Snowflake SQL: Making Schema-on-Read a Reality (Part 2)
This is the 2nd of my articles on the Snowflake blog.
In the first article of this series, I discussed the Snowflake data type VARIANT, showed a simple example of how to load a VARIANT column in a table with a JSON document, and then how easy it is to query data directly from that data type. In this post I will show you how to access an array of data within the JSON document and how we handle nested arrays. Then finally I will give you an example of doing an aggregation using data in the JSON structure and how simple it is to filter your query results by referring to values within an array.
Check out the rest of the post here:
Snowflake SQL: Making Schema-on-Read a Reality (Part 2) – Snowflake
Enjoy!
Kent
The Data Warrior
Oracle 12c has some similar JSON capabilities. My problem with storing JSON in the database (or XML, for that matter) is that even if you can query it as in Snowflake or 12c there is no standardization. Did they store the last name as lastName or nameLast? Or sometimes one and sometimes the other? When it is in the LAST_NAME column, you know what to query.
Agreed but when you need to get data loaded quickly for exploration this feature is very helpful. You can always put a view on top to standardize the column names.
Keep in mind that systems which output these documents tend to output a standard format so it should not be changing randomly.
On the contrary, what I am seeing is that JSON is being stored in the database because “we don’t want to lock ourselves in with a database design” or “we haven’t designed a database up front – we’ll let it evolve with the application”. And because “a database is just a place to persist your objects”. So it DOES change all the time depending on the last developers to touch the application. Do names change? Well, probably, you are right about the fundamental data fields like last name – they were included from the first iteration of the application and they are still there with the same name. But other fields come and go with a whim.

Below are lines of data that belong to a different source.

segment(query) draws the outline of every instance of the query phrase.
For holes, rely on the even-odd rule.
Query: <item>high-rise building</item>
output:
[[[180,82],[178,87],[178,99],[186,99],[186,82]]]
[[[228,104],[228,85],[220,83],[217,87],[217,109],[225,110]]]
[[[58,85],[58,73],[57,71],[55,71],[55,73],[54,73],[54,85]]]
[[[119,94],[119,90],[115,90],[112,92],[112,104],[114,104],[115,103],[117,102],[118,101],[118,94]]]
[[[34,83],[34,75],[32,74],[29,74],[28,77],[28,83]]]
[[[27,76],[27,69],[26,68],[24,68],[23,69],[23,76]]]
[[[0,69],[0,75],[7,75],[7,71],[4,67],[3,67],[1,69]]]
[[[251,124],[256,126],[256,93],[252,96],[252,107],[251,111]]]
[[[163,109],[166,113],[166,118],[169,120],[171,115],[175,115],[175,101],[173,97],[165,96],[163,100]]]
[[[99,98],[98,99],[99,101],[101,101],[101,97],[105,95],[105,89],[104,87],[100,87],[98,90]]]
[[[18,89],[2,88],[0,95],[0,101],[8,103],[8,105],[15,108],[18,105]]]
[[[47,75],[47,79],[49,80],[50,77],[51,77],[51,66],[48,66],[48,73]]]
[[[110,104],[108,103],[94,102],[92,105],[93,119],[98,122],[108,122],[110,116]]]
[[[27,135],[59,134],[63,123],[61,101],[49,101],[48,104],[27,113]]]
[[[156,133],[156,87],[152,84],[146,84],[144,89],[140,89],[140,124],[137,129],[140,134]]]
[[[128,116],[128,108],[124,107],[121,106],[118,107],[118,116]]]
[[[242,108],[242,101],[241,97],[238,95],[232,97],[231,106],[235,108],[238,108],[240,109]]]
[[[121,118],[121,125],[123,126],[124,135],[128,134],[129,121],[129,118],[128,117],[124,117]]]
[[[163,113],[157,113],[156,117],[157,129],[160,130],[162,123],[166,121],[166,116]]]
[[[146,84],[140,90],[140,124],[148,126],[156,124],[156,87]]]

Unfortunately in the application development world there are people doing exactly as you say. And I would call that a bad practice in most cases (other than maybe for prototyping). They think they are being agile, but in the end they may shoot themselves in the foot. In those cases I am not sure why they would bother with Oracle anyway and not just use MongoDB?

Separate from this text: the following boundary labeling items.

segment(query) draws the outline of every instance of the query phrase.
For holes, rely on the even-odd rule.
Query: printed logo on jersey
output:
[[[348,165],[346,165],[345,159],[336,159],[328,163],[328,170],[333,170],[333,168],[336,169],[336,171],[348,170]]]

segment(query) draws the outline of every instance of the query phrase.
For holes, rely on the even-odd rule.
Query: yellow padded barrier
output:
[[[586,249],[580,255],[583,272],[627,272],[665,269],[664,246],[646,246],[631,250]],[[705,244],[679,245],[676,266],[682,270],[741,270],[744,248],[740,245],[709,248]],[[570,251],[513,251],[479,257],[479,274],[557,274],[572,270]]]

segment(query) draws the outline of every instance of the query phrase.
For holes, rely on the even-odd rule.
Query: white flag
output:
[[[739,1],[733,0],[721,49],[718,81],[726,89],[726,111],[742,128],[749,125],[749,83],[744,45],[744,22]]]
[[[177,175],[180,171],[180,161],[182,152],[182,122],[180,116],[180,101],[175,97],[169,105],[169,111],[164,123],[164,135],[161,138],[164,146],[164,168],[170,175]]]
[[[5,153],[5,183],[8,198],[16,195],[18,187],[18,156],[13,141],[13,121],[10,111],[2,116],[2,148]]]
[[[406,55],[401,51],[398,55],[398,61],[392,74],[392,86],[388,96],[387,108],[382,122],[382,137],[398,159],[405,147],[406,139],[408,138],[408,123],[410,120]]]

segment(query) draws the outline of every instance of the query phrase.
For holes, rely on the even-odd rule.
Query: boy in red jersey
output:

Since Snowflake is specifically a data warehouse service, we are not seeing this type of issue. Rather we have clients streaming/loading in JSON data from known sources so they can do exploration and analytics on the data quickly. While the source sending the JSON could of course change the schema, and occasionally does, that happens less often. And even when it does, as I described, the existing reports keep working regardless. If the customer wants to take advantage of the new elements in the documents, they can adjust their views and reports in the next sprint. Once they are done with discovery, then can then “harden” their analysis and reports by extracting the data into actual tables and/or views for ongoing reports. At the BIWA summit last week, several folks referred to that as using “curated” data designs.
Is there a command that returns the structure of a given variant field?
Yes there are few ways. The simplest is just select the column and view contents. I will look up the other and post it Monday.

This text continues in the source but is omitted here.